Dressed for a "Tom Thumb Wedding" |
Lewiston Years (continued)
One
of my closest friends and schoolmate in Lewiston was Bob Bollinger. His father was dead. He had a younger sister named
Betty. His mother was a fine
pianist and taught her children to love music.Betty Bollinger eventually became an opera singer, and Bob
sang with the Fred Waring’s Pennsylvanians before the Second World War. Bob was killed in an airplane crash
during the war.
Bob’s
mother ran the Bollinger Hotel that had been left to her by her husband. Bob occasionally took me into the hotel
restaurant for a caramel sundae.
They made the best caramel sundaes I have ever tasted. Bob also taught me how to play the
ukulele. We sang together a lot at
his house.

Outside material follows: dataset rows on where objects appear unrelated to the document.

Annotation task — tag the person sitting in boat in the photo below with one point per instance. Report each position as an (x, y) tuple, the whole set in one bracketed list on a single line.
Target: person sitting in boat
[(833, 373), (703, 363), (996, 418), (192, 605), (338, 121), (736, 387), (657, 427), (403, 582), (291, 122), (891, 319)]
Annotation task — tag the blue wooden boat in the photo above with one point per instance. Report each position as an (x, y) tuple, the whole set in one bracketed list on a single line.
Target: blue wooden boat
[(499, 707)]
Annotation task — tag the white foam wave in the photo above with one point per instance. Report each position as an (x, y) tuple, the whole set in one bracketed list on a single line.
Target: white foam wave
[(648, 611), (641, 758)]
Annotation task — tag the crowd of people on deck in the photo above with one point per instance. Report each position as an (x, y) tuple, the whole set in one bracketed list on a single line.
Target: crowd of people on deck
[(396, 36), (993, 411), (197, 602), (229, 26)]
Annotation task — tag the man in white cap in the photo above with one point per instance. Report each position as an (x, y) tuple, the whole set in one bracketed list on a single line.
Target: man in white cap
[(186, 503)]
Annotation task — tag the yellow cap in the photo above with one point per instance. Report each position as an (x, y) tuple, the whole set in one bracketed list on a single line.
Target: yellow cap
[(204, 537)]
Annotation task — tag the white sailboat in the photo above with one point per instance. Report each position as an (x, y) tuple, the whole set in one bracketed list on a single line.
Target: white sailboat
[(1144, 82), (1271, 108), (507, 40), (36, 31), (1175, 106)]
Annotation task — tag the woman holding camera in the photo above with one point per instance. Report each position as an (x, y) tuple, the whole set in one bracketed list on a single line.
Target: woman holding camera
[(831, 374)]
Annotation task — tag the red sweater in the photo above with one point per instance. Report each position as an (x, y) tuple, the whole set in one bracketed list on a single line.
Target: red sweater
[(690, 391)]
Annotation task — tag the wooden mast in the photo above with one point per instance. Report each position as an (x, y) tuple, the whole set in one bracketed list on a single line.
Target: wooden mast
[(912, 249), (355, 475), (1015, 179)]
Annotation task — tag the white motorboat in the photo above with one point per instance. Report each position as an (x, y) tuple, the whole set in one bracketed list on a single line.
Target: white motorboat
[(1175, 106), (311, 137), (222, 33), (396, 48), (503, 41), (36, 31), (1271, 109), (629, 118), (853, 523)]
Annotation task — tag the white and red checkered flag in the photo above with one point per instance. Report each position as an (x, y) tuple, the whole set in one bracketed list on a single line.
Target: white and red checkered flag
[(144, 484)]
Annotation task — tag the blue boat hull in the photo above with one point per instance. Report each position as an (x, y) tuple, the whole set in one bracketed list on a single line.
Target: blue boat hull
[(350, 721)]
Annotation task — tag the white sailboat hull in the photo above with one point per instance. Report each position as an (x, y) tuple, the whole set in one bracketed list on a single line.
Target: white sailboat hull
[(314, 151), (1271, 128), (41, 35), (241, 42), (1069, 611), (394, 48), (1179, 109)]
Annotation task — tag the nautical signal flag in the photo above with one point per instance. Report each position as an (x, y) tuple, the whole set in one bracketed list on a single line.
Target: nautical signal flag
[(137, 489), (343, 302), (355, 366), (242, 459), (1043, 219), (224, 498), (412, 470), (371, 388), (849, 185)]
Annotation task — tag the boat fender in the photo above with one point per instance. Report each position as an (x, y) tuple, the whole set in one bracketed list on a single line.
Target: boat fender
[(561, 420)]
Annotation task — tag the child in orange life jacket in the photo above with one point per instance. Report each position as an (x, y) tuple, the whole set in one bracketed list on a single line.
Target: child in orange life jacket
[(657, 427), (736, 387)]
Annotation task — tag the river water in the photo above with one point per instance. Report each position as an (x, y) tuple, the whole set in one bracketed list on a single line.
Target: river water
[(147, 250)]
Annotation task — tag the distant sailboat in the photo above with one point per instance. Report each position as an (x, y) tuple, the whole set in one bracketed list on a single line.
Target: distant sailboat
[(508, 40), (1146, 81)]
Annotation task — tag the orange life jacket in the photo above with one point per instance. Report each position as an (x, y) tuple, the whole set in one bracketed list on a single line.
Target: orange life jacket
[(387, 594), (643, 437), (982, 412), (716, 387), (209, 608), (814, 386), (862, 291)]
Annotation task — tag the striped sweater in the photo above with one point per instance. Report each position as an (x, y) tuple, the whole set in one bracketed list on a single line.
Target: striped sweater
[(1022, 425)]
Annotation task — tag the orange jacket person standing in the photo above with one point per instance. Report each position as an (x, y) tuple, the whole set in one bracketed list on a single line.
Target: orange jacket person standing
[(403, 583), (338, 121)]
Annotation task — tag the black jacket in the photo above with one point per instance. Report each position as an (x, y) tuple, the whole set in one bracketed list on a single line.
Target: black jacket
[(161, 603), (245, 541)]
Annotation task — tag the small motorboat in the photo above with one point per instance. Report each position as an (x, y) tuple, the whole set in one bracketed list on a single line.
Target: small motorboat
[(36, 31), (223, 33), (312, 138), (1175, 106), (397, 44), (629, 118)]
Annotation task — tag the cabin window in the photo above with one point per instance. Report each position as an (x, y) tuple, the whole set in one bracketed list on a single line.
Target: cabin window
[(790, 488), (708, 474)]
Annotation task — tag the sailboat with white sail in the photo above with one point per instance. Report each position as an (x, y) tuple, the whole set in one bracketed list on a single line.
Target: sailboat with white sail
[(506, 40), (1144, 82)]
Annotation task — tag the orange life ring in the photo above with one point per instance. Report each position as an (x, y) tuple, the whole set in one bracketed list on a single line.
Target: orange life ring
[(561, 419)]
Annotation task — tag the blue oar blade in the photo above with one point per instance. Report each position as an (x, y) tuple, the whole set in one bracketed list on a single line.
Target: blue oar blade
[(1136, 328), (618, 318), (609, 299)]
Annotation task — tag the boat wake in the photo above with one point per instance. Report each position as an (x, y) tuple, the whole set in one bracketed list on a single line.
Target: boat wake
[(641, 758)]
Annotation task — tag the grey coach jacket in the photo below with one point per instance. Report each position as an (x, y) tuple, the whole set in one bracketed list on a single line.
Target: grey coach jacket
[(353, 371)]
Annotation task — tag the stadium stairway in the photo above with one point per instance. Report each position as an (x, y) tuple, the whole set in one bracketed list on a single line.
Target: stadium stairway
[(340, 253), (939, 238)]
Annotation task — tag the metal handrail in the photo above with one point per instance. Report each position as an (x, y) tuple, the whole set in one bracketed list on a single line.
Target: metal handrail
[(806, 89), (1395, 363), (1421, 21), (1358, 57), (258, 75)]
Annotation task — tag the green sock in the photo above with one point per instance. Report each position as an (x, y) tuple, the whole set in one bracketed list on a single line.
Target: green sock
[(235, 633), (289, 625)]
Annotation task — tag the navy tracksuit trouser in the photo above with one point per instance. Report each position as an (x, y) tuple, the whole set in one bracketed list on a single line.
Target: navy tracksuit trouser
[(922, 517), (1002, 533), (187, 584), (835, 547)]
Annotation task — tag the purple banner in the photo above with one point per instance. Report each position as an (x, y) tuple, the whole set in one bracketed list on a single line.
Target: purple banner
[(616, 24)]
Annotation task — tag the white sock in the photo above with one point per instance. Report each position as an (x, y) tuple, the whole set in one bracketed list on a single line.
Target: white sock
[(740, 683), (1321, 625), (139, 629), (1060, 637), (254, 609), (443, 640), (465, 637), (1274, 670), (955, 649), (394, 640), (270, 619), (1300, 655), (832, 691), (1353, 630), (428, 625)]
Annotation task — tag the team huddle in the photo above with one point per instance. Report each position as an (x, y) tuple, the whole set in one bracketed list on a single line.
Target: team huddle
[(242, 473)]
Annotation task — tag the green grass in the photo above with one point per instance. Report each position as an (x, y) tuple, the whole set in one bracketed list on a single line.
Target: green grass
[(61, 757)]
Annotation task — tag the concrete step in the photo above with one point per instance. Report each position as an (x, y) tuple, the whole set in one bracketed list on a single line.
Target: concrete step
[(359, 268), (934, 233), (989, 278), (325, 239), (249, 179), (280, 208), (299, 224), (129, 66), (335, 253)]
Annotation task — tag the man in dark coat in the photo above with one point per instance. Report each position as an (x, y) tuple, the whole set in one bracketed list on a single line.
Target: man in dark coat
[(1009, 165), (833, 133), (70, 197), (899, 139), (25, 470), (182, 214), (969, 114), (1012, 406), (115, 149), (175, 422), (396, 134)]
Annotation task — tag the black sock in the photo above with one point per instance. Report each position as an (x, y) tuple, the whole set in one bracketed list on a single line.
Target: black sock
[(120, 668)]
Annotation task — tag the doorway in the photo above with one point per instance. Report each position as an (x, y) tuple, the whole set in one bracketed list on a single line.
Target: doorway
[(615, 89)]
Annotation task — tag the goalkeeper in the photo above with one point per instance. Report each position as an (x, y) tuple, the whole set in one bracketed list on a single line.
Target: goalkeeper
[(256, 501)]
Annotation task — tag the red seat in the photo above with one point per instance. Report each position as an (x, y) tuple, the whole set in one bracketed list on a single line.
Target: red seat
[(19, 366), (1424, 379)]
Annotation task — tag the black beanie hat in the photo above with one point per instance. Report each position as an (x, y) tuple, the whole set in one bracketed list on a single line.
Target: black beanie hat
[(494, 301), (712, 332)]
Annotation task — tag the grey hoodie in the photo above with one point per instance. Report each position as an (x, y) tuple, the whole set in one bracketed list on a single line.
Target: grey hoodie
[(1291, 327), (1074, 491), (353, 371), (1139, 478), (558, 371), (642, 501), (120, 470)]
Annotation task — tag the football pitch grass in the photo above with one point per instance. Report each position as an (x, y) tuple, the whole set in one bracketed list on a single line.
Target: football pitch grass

Two of the pieces I
remember learning at his house were “Always” and “In a Little Spanish
Town”.
It
was popular in the early 1920s for people who were music teachers to travel
from town to town spending two or three weeks in each town putting on a musical
called “Tom Thumb’s Wedding”, using the local kids as the participants. These traveling companies had the
costumes, props, music, and all that was needed. Bob and Betty Bollingers, my brother Frank and I were some
of the performers. We wore black dress
suits with swallowtail coats. One
of the songs I sang was “When You and I Were Young, Maggie”.
As
I mentioned before, the summers in Lewiston were very warm so we took advantage
of the rivers and did a lot of swimming.
The Snake River was much larger than the Clearwater and also warmer so
we did our swimming in the Snake.
On the Clarkston side of the river was a large sandy beach. This was the most popular place to
swim. We occasionally swam on the
Lewiston side where a dock and a high diving platform provided a good place to
swim from. I well remember my
first attempt at diving from the high platform. It was probably only ten to twelve feet high, but to me it
seemed like twenty-five feet. I
stood up there for about ten minutes before mustering up enough courage to dive
off. The Snake River was about two
hundred yards wide and had a rather swift current in the middle. Some of the older, stronger swimmers
used to swim across the river, but not many tried it, as it was very dangerous.